Why do spectrum plots look ugly?¶

Very often when we compute the spectrum of a Hamiltonian over a finite grid of parameter values, we cannot resolve whether crossings are avoided or not. Further if we only compute a part of the spectrum using e.g. a sparse diagonalization routine, we fail to find a proper sequence of levels.

Let us illustrate these two failure modes.

# Just some initialization

%matplotlib inline
import numpy as np
from scipy import linalg
from scipy.optimize import linear_sum_assignment
import matplotlib
from matplotlib import pyplot

matplotlib.rcParams['figure.figsize'] = (8, 6)

def ham(n):
    """A random matrix from a Gaussian Unitary Ensemble."""
    h = np.random.randn(n, n) + 1j*np.random.randn(n, n)
    h += h.T.conj()
    return h

def bad_ham(x, alpha1=.2, alpha2=.0001, n=10, seed=0):
    """A messy Hamiltonian with a bunch of crossings."""
    np.random.seed(seed)
    h1, h2, h3 = ham(n), ham(n), ham(n)
    a1, a2 = alpha1 * ham(2*n), alpha2 * ham(3*n) * (1 + 0.1*x)
    a2[:2*n, :2*n] += a1
    a2[:n, :n] += h1 * (1 - x)
    a2[n:2*n, n:2*n] += h2 * x
    a2[-n:, -n:] += h3 * (x - .5)
    return a2

xvals = np.linspace(0, 1)
data = [linalg.eigvalsh(bad_ham(x)) for x in xvals]
pyplot.plot(data)
pyplot.ylim(-2.5, 2.5);

This is mock data produced by a random Hamiltonian with a bunch of crossings. We know that some of these apparent avoided crossings are too tiny to resolve, and should instead be classified as real crossings.

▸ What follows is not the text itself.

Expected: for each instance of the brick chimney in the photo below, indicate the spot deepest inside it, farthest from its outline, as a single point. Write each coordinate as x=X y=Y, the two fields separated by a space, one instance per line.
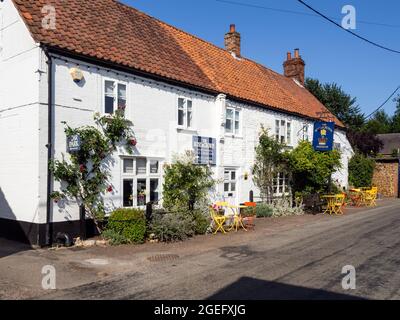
x=232 y=41
x=294 y=67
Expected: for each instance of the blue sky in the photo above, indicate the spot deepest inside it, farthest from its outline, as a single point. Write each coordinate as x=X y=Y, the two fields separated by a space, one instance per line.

Let's now simulate what would happen if we also use sparse diagonalization to obtain some number of eigenvalues closest to 0.

truncated = [sorted(i[np.argsort(abs(i))[:13]]) for i in data]
pyplot.plot(truncated);

The ugly jumps are not real, they appear merely because some levels exit our window and new ones enter.

A desperate person who needs results right now at this point replots the data using a scatterplot.

pyplot.plot(truncated, '.');

This is OK, but at the points where the lines are dense our eye identifies vertical lines, making the plot harder to interpret.

The solution part I¶

Let's try to fix this situation by using our knowledge of the inner products of neighboring sets of eigenvectors from neighboring points. We will start from assuming that the states from neighboring parameter values the maximal overlaps are continuations of each other.

Searching a bit online shows that selecting the set of pairs that maximizes the entries in a matrix is called an assignment problem, or weighted bipartite perfect matching. Searchign for "assignment problem python" leads us to scipy.optimize.linear_sum_assignment. This should be enough.

We start with the full problem to observe that there we have exactly what we need, and then continue to the reduced problem where just doing the matching is not going to be sufficient.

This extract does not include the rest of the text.